With GDPR compliance now a legal requirement for all organisations, many webmasters are looking for a quick way to get their websites compliant. Is copying someone else’s privacy statement a good way to do this? In this article, we discuss just that.

The purpose of the EU’s General Data Protection Regulation (GDPR) is to provide standardised data protection laws across the EU. In doing so, it protects people’s individual rights to personal data and privacy.

However, while the data protection laws are standardised, the application of these laws differs between organisations. Because of this, your privacy statement has to be specific to you and your processing activity. It cannot be generic under the GDPR.

Copying someone else’s privacy policy

Unless they are copy and pasted, no two privacy polices are the same, just as no two businesses are the same. Every business has its own way of doing things, which is why most take the time to craft a custom privacy policy.

However, copying the bare bones of someone else’s privacy policy is common practice in industries where the players use personal information in the same way. A good example is retail, which is why so many privacy policies look the same across e-commerce. This isn’t limited to unaffiliated businesses either; businesses with a group of companies tend to use one single privacy policy across their websites.

The issue with doing this is it’s easy to copy mistakes. It’s also lazy and introduces the chances of irrelevance and inaccuracies – which goes against the transparency principles of the GDPR. For example, where one website uses Google Analytics another may not. Where one site uses DoubleClick another may not.

Now we know what you’re thinking: what if I proof and edit someone else’s privacy template so the legalese is there but it’s specific to my business?

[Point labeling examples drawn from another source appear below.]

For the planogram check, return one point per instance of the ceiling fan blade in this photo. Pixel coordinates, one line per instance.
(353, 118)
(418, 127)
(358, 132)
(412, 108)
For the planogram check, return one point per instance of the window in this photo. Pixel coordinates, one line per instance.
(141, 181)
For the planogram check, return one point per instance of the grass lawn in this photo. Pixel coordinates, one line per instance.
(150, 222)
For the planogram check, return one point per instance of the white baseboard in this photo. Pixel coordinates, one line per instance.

That might work for complying with the GDPR. But, it isn’t the moral thing to do, and if you copy a custom privacy policy that’s unique to the source, there’s also the legal issue of infringing the source’s copyright. If you do this and the other party finds out, they can get the infringing content removed from Google with a DMCA request. This is a very real prospect. They may even take legal action against you.

So, copying someone else’s privacy policy may land you in legal bother, Is it worth it? No, absolutely not. So, what about templates?

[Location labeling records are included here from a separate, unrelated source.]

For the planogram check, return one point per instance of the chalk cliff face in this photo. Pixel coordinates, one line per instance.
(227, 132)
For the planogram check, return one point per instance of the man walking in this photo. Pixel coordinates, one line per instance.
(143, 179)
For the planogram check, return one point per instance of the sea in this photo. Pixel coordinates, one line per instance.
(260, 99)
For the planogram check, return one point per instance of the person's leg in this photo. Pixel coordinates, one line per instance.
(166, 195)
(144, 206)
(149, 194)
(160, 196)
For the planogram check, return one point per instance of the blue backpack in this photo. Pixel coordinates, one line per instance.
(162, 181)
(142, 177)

Using a privacy policy generator or template

Generating a privacy policy with an online generator or using a pre-written template means your privacy policy will be exactly the same as thousands of others. You won’t face copyright issues, but the template won’t be great.

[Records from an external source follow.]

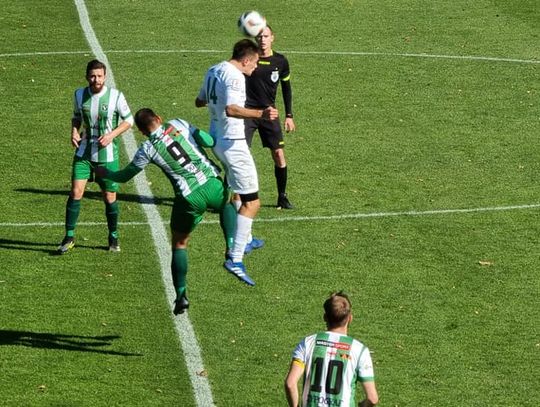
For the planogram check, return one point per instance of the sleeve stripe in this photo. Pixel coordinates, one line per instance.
(299, 363)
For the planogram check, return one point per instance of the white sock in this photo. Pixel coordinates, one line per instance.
(243, 231)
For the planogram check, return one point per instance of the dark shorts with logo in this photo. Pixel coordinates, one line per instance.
(270, 132)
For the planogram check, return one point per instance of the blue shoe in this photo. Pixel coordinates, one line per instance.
(254, 244)
(239, 271)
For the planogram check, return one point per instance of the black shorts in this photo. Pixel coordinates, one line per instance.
(270, 132)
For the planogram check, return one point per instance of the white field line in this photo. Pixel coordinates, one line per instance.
(184, 328)
(307, 53)
(310, 218)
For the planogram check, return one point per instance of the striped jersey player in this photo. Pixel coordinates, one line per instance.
(176, 148)
(100, 115)
(331, 363)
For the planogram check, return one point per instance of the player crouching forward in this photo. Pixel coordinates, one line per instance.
(175, 147)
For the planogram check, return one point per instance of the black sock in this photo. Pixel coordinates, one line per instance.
(281, 179)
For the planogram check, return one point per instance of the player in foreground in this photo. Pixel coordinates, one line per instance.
(332, 363)
(98, 109)
(224, 92)
(175, 147)
(272, 68)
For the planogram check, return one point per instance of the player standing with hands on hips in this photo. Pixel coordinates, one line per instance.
(272, 68)
(224, 93)
(98, 110)
(332, 362)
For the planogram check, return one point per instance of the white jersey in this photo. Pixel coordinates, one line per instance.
(224, 85)
(333, 364)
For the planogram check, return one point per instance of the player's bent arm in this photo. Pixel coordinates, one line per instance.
(123, 175)
(106, 139)
(239, 112)
(291, 383)
(372, 397)
(75, 135)
(200, 102)
(203, 138)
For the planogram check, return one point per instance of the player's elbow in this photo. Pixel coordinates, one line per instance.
(199, 103)
(290, 385)
(370, 400)
(230, 110)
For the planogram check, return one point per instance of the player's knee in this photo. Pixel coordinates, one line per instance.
(279, 157)
(250, 199)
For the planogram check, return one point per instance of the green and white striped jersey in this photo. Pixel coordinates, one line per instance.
(333, 364)
(174, 147)
(99, 114)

The main issue with generators is they are very, very generic. Under the GDPR, you are required by law to be very specific about how and why you collect data. You must also list all the third parties who have access to the data.

The risk you face is non-compliance, very simply. But that’s not to say you will be non-compliant with a generated template. Indeed, you may pass your requirements under the GDPR by using a generic template, but only if your disclosures are detailed, understandable and fully accessible for your users.

Whichever route you go down – copy, generate or create from scratch – you will need to identify the key disclosure requirements your privacy policy needs.

What should my privacy statement include?

Your privacy statement is a public statement of how your organisation applies data protection to its own processing activities. The framework that guides this is the GDPR, so a review of the Regulation’s literature is needed.

Article 13 of the GDPR makes it clear a privacy statement must include the following:

1. The identity and the contact details of the controller and, where applicable, of the controller’s representative;

2. The contact details of the data protection officer, where applicable;

3. The purposes of the processing for which the personal data are intended as well as the legal basis for the processing;

4. Where the processing is based on point (f) of Article 6(1), the legitimate interests pursued by the controller or by a third party;

5. The recipients or categories of recipients of the personal data, if any;

6. Where applicable, the fact that the controller intends to transfer personal data to a third country or international organisation and the existence or absence of an adequacy decision by the Commission, or in the case of transfers referred to in Article 46 or 47, or the second subparagraph of Article 49(1), reference to the appropriate or suitable safeguards and the means by which to obtain a copy of them or where they have been made available.

Your privacy statement must also:

  • Confirm whether the information will be transferred to a third country or recipient outside the EEA. If not, no further note needed. If yes, confirm the level of protection the data shall receive in accordance with the third country’s laws;
  • Confirm the envisaged time limits for erasure of different categories of personal data or, if not possible, the criteria used to determine this period;
  • Disclose where you are relying on the data subjects consent to process their data. For example, by ‘opt-in box’ or by ‘website navigation’;
  • Disclose whether the provision of personal data is a statutory or contractual requirement, as well as whether the data subject is obliged to provide the personal data and of the possible consequences of failure to provide such data;
  • Disclose the existence of automated decision-making, including profiling, referred to in Article 22(1) and (4);
  • The data subjects’ rights to complain to the Information Commissioner’s Office (ICO) and how to do this.

As you can see, there are a lot of elements here which are business-specific and therefore cannot be copied from someone else’s privacy notice. When creating yours, you must approach it with a clear understanding of what data you are collecting, how you are collecting it and why you are collecting it. Only with this insight can you create a privacy statement that is accurate and transparent.

How the above information points apply to your privacy policy depends on the type of cookies you use, the type and scope of information you collect and what purpose you use personal data for. If your organisation can’t answer these questions, appointing a DPO (data protection officer) is the logical next step for you.